Pada dasarnya ibadah rukun, wajib, dan sunnah haji yang dilaksanakan di tiga tempat ini merupakan bagian dari ‘napak tilas’ serta mencontoh rangkaian ibadah dan kegiatan yang dilakukan oleh Nabi Muhammad SAW dan nabi-nabi sebelumnya, terutama Nabi Adam AS, Nabi Ibrahim AS, dan Nabi Ismail AS.

Wukuf di Arafah

Arafah adalah hamparan padang pasir dengan luas sekitar 8 km persegi yang terletak di sebelah timur kota Mekkah dan berjarak sekitar 21 km dari pusat kota Mekkah. Lokasi padang Arafah berbatasan dengan pegunungan di sebelah timur dan perbukitan di sebelah utara yaitu Bukit Arafah. Arafah setiap tahunnya dapat menampung sekitar 2,5 juta jemaah haji dari seluruh dunia.

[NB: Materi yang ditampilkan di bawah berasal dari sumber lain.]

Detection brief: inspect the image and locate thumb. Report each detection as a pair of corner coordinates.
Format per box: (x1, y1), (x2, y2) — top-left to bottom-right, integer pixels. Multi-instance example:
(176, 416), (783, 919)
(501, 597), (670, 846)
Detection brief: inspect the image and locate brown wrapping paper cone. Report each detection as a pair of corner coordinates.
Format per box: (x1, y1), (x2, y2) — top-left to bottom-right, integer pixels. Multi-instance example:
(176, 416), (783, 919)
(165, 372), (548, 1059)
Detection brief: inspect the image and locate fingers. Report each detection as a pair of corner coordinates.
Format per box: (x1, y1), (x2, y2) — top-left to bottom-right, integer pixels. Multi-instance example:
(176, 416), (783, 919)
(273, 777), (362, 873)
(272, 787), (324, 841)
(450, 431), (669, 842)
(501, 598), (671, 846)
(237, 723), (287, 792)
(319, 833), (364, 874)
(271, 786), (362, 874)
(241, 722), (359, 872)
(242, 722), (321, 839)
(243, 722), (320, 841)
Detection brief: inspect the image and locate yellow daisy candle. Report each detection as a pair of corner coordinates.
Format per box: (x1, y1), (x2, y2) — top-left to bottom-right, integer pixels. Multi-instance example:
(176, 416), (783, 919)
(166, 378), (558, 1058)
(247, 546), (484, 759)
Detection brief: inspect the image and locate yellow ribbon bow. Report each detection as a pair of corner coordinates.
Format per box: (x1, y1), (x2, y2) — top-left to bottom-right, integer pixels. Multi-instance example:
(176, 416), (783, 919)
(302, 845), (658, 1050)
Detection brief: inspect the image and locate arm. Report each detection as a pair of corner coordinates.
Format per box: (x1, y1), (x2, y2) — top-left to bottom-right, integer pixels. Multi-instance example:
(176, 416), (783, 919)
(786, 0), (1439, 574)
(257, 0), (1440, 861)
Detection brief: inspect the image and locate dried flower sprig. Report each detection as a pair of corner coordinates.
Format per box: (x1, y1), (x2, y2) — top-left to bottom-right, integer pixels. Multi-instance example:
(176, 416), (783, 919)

Menurut Seyyed Hossein Nasr, teolog muslim Iran-Amerika, padang Arafah merupakan tempat bertemunya Nabi Adam AS dan Siti Hawa. Ketika diturunkan ke muka bumi Nabi Adam AS diturunkan di salah satu pulau di Srilanka dan Siti Hawa diturunkan di Jazirah Arab.  Nabi Adam AS terus melakukan taubat, hingga di suatu ketika malaikat meminta manusia pertama itu mengarahkan penglihatannya ke arah bukit yang luas, dan perbukitan itu adalah daerah padang Arafah.

Setelah ratusan tahun kedua sejoli ini dipisahkan, akhirnya oleh Allah SWT Nabi Adam AS dipertemukan dengan Siti Hawa di padang Arafah, tepatnya di sebuah bukit di bagian selatan Arafah, yang kemudian dikenal dengan nama Jabal Rahmah atau bukit kasih sayang. Tempat ini menjadi penting karena merupakan bagian dari sejarah pertemuan manusia pertama dengan pasangannya. Kedua insan ini pun berpelukan lama, hingga Nabi Adam melihat ke satu titik pandang yang kemudian di masa kini dikenal dengan Ka’bah.

Di zaman Nabi Muhammad SAW, Arafah dijadikan sebagai salah satu lokasi rukun dalam ibadah haji. Setiap tanggal 9 Dzulhijjah para jemaah mendatangi Arafah dan melakukan wukuf atau berdiam diri selama kurang lebih enam jam mulai dari matahari sudah tergelincir dari tengah hari hingga terbenamnya matahari. Wukuf merupakan puncak dari seluruh kegiatan ibadah haji. Di Arafah jemaah mendirikan shalat Dzhuhur dan Ashar dengan dengan cara dijamak dan diqashar (digabungkan dan diringkas). Setelah itu jemaah menyimak khutbah wukuf.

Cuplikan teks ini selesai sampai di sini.